The fight over a critical loophole in U.S. surveillance law may not be resolved in Congress before the year ends, but the Trump administration appears to have no qualms about keeping it open, even if the law expires.
The law, known as Section 702 of the Foreign Intelligence Surveillance Act (FISA), is set to expire at the end of the 2017 calendar year unless renewed by lawmakers. Given its supporters in Congress, renewing Section 702 at the cost of American privacy seemed inevitable, but now lawmakers have their hands full trying to speed a controversial tax bill into law before the calendar turns over.
As The New York Times reports, “executive branch lawyers have now concluded that the government could lawfully continue to spy under the program through late April without new legislation,” a revelation that is sure to be just as controversial as the surveillance law itself, which is harshly criticized by privacy advocates for its practice of sweeping up the communications of American citizens while spying on foreign targets.

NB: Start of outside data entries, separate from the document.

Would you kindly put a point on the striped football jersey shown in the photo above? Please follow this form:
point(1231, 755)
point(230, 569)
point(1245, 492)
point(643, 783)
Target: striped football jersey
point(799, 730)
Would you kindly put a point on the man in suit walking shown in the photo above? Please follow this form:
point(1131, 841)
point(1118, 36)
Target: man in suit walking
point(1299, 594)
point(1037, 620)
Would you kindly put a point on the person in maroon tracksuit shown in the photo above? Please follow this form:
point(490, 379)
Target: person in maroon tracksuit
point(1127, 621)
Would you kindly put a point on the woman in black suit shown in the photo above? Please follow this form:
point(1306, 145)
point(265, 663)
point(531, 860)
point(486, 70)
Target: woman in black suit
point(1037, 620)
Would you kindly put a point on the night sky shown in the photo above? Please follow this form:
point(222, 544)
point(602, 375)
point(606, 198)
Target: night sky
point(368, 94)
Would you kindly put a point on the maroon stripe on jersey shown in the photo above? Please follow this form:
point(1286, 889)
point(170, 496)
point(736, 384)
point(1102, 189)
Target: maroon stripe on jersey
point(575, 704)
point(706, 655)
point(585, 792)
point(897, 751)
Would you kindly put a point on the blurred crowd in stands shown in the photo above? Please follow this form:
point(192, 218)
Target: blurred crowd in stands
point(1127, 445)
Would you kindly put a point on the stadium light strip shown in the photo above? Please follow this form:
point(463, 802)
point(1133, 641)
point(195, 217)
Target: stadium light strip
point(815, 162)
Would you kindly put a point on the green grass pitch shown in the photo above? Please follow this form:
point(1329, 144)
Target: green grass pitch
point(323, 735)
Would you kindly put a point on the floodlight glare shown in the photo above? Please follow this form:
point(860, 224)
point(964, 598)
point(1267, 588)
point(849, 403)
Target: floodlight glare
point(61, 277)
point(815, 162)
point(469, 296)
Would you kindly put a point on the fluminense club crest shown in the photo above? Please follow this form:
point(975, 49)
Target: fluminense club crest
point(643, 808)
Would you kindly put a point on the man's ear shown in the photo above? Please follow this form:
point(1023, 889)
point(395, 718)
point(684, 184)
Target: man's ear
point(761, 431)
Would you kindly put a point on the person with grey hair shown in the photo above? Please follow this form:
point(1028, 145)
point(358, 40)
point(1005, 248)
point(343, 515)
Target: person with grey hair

U.S. government officials have long dodged the question of how many Americans might be affected by Section 702 surveillance, but that hasn’t stopped people like Oregon Senator Ron Wyden from posing the question.
Speaking with the Times, Brian Hale, spokesperson for the Office of the Director of National Intelligence, argued that because the law was recertified in April of this year that it is authorized to continue for 12 months after that date, a provision that would trump the law’s planned sunset date at the end of 2017.